Forty head and neck cancer patients at high risk for trismus who were planned for either primary or adjuvant radiation with or without chemotherapy were randomized to a jaw stretching regimen or jaw stretching regimen plus the Jaw Dynasplint. At six months after initiation of the preventative regimen, 50% of patients in the Dynasplint arm and 75% in the conventional stretching arm remained on their assigned therapy. Trismus was diagnosed in two patients in the control arm and in four patients in the Dynasplint arm. The authors concluded that use of the Jaw Dynasplint for 30 minutes, 3 times a day, during primary or adjuvant radiation in head and neck cancer patients is not feasible as a preventive intervention. Compliance decreased over the course of radiation to the point that only 50% of patients used the Dynasplint for any length of time at the end of treatment (Zatarain, et al., 2018).

Lee et al. (2018) conducted a randomized trial in 71 patients who have had radiotherapy for stage three and four oral and oropharyngeal cancer (37 patients in the Therabite group and 34 in the wooden spatula group). Mean mouth opening after six months increased in both groups, but the difference between the groups was not significant (p = 0.39). It should be noted that the power of the study was low because we failed to achieve the target recruitment and the attrition rate was higher than anticipated.

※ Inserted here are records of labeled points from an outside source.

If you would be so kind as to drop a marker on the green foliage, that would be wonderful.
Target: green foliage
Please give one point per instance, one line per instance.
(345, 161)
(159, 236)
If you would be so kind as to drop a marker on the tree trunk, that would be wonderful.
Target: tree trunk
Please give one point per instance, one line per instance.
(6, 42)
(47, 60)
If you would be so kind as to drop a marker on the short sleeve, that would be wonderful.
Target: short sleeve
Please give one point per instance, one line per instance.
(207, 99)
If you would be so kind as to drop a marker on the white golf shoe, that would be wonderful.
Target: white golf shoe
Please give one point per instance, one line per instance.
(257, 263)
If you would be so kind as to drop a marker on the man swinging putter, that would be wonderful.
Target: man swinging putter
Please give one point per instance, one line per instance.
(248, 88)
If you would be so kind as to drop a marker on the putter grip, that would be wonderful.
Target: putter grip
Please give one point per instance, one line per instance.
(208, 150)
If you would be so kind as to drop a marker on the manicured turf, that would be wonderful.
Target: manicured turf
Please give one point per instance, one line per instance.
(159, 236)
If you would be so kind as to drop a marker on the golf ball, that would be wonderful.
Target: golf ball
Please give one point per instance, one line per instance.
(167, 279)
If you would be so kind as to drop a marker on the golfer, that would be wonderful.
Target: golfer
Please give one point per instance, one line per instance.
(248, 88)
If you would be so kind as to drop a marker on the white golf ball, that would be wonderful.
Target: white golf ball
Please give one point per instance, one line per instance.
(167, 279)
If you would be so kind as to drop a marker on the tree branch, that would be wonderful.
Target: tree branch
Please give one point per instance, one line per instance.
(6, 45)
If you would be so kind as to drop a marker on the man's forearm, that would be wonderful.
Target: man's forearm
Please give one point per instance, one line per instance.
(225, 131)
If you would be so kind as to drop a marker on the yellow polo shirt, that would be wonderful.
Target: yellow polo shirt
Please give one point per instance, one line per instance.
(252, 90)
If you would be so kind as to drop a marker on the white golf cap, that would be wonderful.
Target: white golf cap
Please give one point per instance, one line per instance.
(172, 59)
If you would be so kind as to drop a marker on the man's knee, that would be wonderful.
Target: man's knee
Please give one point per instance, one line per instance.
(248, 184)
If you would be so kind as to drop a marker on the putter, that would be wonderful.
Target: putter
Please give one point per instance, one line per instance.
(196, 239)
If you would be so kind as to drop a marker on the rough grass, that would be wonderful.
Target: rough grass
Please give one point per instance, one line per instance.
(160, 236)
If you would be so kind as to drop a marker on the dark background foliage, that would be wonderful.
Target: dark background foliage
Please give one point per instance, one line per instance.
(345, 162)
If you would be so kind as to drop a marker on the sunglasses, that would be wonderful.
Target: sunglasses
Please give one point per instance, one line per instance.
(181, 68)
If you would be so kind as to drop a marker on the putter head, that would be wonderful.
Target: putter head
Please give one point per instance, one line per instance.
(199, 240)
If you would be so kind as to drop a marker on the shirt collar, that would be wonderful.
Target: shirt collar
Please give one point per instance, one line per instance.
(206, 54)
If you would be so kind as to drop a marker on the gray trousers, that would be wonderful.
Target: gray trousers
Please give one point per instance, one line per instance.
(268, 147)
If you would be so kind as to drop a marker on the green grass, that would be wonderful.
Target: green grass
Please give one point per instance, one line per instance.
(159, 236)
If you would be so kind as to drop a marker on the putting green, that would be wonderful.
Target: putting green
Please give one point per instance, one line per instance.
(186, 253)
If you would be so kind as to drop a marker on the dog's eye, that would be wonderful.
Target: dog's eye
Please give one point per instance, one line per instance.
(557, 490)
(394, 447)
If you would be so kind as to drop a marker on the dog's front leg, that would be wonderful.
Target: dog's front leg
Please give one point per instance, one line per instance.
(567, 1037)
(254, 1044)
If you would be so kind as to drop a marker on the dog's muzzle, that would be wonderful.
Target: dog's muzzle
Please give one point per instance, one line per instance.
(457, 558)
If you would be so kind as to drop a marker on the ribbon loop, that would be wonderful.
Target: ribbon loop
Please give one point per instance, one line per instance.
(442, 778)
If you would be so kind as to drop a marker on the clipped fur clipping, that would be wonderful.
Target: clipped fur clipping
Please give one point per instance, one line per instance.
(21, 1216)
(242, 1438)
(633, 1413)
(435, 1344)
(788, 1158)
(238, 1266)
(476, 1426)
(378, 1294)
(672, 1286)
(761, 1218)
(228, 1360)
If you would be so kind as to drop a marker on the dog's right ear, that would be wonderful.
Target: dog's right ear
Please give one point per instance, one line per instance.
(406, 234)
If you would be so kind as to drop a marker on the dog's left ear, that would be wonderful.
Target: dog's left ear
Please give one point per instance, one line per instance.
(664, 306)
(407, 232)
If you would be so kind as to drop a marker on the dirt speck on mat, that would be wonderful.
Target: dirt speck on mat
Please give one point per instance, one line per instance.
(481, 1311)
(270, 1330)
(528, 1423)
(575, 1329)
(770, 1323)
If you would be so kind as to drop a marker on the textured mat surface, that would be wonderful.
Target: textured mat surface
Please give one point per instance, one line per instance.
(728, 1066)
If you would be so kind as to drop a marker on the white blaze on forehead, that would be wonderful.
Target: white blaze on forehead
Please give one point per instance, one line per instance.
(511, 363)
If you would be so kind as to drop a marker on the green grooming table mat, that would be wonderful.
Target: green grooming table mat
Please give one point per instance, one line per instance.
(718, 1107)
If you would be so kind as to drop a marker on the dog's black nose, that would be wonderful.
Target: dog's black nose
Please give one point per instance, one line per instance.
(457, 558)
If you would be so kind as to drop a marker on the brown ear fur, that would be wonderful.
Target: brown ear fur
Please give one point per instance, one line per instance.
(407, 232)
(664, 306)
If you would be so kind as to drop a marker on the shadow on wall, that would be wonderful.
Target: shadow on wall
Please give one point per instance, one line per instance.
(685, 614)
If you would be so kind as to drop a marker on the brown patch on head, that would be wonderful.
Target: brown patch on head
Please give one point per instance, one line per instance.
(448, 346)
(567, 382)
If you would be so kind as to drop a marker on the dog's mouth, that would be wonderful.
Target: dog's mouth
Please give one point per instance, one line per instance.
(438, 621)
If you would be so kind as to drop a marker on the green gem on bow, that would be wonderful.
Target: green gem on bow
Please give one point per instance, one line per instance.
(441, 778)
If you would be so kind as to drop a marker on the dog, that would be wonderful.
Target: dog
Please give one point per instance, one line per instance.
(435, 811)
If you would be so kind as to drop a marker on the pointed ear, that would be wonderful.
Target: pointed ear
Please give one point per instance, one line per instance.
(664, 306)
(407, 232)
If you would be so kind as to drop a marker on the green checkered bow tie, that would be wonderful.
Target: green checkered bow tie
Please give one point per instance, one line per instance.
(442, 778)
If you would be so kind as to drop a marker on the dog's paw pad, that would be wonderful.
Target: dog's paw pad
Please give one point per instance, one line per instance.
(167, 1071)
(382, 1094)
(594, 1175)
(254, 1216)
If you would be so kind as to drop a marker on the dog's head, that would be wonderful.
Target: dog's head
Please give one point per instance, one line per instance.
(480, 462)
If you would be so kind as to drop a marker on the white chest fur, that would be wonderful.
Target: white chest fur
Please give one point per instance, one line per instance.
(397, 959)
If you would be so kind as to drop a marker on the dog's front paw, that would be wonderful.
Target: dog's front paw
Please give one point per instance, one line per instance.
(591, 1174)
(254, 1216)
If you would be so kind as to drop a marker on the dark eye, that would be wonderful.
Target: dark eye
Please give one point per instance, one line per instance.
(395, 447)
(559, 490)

Kamstra et al. (2016) prospectively studied 18 consecutive patients with trismus (mouth opening of 35 mm or less) who were instructed to use the Dynasplint Trismus System (DTS) for 16 weeks. Five patients had undergone a different exercise therapy for their trismus prior to enrolment in the DTS exercise program. Complete data up to follow-up was available for 12 patients. After the patients completed the DTS exercise program, mouth opening increased (7.1 mm) and perceived difficulty of opening the mouth improved significantly (p < 0.05). However, for the subgroup of patients who were treated for their cancer longer than 36 months previously, no significant increase in mouth opening was achieved. The authors noted that early detection of trismus and the start of exercise therapy are important for better outcome of mouth opening. About one third of the gained increase was lost in the follow-up period.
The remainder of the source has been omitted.